The reasons for the precautions stem from a terrible case where a 2-year-old child was left a quadriplegic with brain damage after nearly drowning in a creek at a mobile home park. The boys’ parents paid rent for a mobile home space there, plus an additional $1 a day for each of their five children.

According to court documents, there is a clear, shallow, slow-moving creek in summer that can be deep, swift and murky during the winter months. The landlord required families with small children to live at the far end of the park, away from the families without children and in the area closest to the creek.

Although the mobile home park was partially fenced, there was no fence running along the property nearest a grassy play area adjacent to a steep embankment leading to the creek. The parents did not allow their young children to play outside alone and did not allow them to go near the creek by themselves.
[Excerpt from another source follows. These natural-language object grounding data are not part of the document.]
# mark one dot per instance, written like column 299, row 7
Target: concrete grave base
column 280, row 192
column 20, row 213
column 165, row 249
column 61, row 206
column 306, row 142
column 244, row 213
The boy was riding a bicycle while the father was making repairs on their home. According to the father, the boy was out of his sight “for less than one minute.” The father found the bicycle at the bottom of the embankment, partially submerged in the creek. A neighbor helping to search for the child eventually found the boy in the creek.

The father and boy, through his guardian, sued the mobile home park for negligence. The trial court ruled that a landowner’s duty to maintain the premises in a reasonably safe condition does not require affirmative acts to protect tenants from the inherent dangers of natural bodies of water.

The father and boy appealed and the high court reversed the trial court’s decision. The case eventually was settled for the full amount of a $500,000 insurance policy.

Generally, a landowner owes a trespasser or a “licensee” only a duty to refrain from “willfully or wantonly” injuring them. A licensee is someone who enters upon the land with the landowner’s consent.

An exception to this rule is the attractive nuisance doctrine. This doctrine, the result of concern for kids who trespass on property to use an attractive and sometimes dangerous element (such as a pond), elevates the standard of care and states the landowner is liable if the danger is not eliminated. However, this does not apply where the hazardous condition is a natural body of water.

According to attorneys familiar with the case, the decision means there is no exception for natural bodies of water where the landlord gets cash from the users. Again, a private homeowner has no such duty to protect children who are social guests from the dangers of natural bodies of water.

However, if you charge to reach the waterfront, make certain you have ample insurance in place.